It is very difficult for him/her to give the "hard" messages or give constructive feedback to others. When he/she does have to give a negative message to someone, it's always someone else, usually a superior, who has coerced them to do so. They make it a point to let the individual know that it's not their idea.
Do any of these scenarios sound familiar? If so, you are in the presence of a "weak" leader!
What to do about it?
First, to understand the "weak" leader, we need to discuss a little behavioral psychology. A "weak" leader learned this behavior, usually as a child, from some weak authority figure in their life. Since this authority figure, either a parent, guardian or babysitter, seemed to effectively survive by acquiescing to significant others, "getting along by going along", the future "weak" leader learned that it is good not to challenge or speak up to others. This way one stays out of trouble.
As humans, we have a tendency to repeat what works for us. If we see that a certain behavior is getting the results we want, then we keep on doing it.
So, the first step in dealing with a "weak" leader is to help him/her see that they are NOT getting the results they want.
Once the "weak" leader admits that they need to do something differently, the next step is helping them see "HOW".
If you look at the picture above, you'll notice that the "weak" leader is blindfolded. This is the image that weak leaders carry in their heads. They never feel that they have enough information to make a decision - they can't "see" their way clear to take an action. Therefore, they appear to be indecisive and befuddled. The blindfold also symbolizes how the "weak" leader likes to operate - "see nothing, hear nothing, say nothing".
You can also see the drops of sweat falling from the "weak" leader. This person tends to live in fear and, to some degree, is insecure about everything. They quake at the thought of having to "stand up and be counted".
And you have probably noticed the target above the "weak" leader's head. He/she always feels like the prey in the jungle, like there's a target on them. They live in fear of being "found out". Usually, they feel like imposters, that they can't have deserved the promotion they received.
So, what is the "HOW" in this case?
The first step is helping the "weak" leader feel supported. They need to feel that they have someone that they can trust and rely on to "be there" for them.
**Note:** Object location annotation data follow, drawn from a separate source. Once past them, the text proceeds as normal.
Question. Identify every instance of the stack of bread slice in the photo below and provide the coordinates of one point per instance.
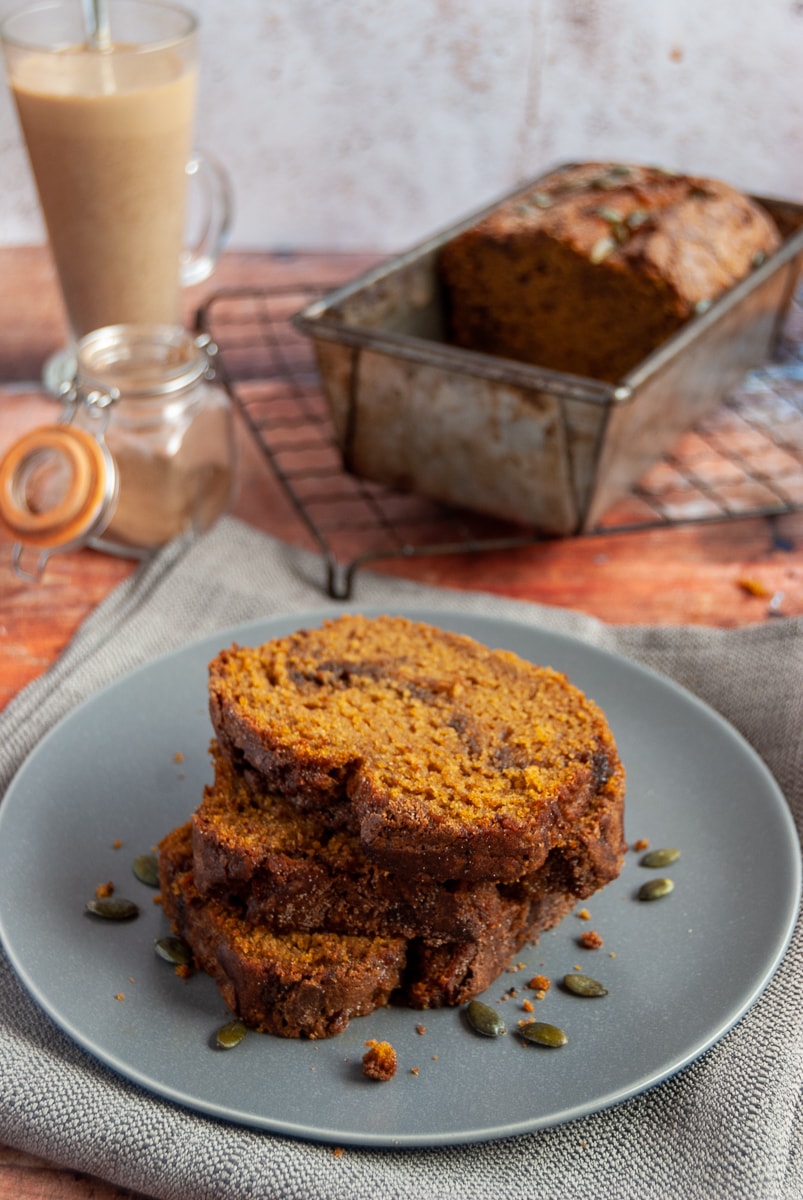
(396, 810)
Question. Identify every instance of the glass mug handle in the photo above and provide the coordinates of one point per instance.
(210, 197)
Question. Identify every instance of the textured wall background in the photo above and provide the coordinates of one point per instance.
(367, 124)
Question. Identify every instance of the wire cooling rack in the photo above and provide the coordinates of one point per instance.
(744, 460)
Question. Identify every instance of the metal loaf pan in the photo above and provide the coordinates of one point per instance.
(531, 445)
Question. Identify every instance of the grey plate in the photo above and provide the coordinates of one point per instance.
(679, 971)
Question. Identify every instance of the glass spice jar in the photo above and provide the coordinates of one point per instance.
(143, 453)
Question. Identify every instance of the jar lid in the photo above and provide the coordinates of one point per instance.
(58, 485)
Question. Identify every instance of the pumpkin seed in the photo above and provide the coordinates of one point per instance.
(173, 951)
(583, 985)
(113, 907)
(660, 857)
(601, 249)
(231, 1035)
(610, 215)
(145, 868)
(543, 1033)
(654, 889)
(485, 1020)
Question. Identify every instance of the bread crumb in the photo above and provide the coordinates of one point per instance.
(539, 983)
(754, 587)
(591, 940)
(379, 1061)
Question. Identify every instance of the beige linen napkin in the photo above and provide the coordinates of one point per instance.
(729, 1126)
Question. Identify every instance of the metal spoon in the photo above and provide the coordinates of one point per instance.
(96, 18)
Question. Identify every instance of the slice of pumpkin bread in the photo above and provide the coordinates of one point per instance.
(459, 762)
(292, 984)
(289, 870)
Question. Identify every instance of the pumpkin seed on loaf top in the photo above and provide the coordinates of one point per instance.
(457, 761)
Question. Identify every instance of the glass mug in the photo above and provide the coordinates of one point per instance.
(109, 139)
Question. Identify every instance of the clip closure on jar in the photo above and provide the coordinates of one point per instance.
(143, 454)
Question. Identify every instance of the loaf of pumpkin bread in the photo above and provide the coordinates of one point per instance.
(598, 264)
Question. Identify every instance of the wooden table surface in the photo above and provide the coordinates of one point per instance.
(719, 575)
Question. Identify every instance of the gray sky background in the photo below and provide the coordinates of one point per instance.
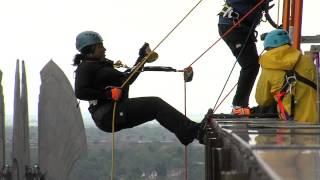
(39, 30)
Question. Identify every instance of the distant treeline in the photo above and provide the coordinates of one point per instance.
(144, 152)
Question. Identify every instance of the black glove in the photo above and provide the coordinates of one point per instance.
(188, 74)
(143, 51)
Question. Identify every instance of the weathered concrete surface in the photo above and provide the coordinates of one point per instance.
(62, 138)
(2, 126)
(20, 140)
(25, 115)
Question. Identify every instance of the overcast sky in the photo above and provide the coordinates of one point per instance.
(39, 30)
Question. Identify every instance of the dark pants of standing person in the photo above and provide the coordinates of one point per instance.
(135, 111)
(248, 60)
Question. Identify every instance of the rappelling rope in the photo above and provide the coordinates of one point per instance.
(185, 147)
(221, 37)
(135, 70)
(227, 32)
(235, 62)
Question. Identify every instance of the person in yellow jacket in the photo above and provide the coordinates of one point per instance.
(295, 100)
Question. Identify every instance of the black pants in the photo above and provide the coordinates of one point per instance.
(135, 111)
(248, 60)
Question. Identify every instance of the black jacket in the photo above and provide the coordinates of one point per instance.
(92, 77)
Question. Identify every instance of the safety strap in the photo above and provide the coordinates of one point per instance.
(291, 78)
(305, 80)
(228, 12)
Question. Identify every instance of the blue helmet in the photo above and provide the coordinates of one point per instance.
(87, 38)
(276, 38)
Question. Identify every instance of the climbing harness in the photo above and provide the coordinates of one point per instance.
(251, 30)
(291, 77)
(135, 70)
(228, 12)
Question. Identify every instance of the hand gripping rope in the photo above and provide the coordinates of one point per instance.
(139, 65)
(135, 70)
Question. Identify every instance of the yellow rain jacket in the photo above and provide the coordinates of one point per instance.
(274, 63)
An executive coach, as a third party, outsider to the company, with no hidden agenda, can fill this role.
The executive coach supports the "weak" leader in the self-discovery process. This is done by conducting 360-degree feedback interviews with a sample of people who have dealings with him/her.
The survey is confidential and conducted by a third party. The "weak" leader is assured that no one else sees the results except the coach and him/her. The whole purpose of the feedback is to help the "weak" leader see what needs to be done and given a motivation to change.
Then, based on the feedback, the coach and "weak" leader design an action plan to change his/her self-defeating behaviors. Usually, a plan is made to help the "weak" leader organize and prioritize his/her activities.
The "weak" leader is also coached in delivering "hard" messages and dealing with conflict. Sometimes, a "weak" leader is advised to change style of dress and adjust posture, being more formal and authoritative.
This process does take months of constant support and positive reinforcement from the coach. After a while, colleagues and other employees begin to see a change in the "weak" leader's manner - he/she appears more confident and self- assured. They begin to treat the "weak" leader with more respect and begin to include him/her more in the decision-making again.
It becomes a win-win for everyone!
The famous futurist (a business theorist), Joel Barker, in his consummate work, LEADERSHIFT, says that a great leader is a "charismatic" leader. The work of the coach, with the "weak" leader, is to create the perception of influence, power, and allure. All of which describe the "charismatic" leader.
It's a known fact that employees and team members "choose" to follow a "charismatic" leader. Would you "choose" to follow a "weak" leader? Would anyone you know willingly "choose" to follow a "weak" leader?
Of course, we wouldn't! So, let's help change the negative way in which they behave. It is possible to do this with integrity, perseverance, positive reinforcement, commitment, and the unbiased support of an executive coach.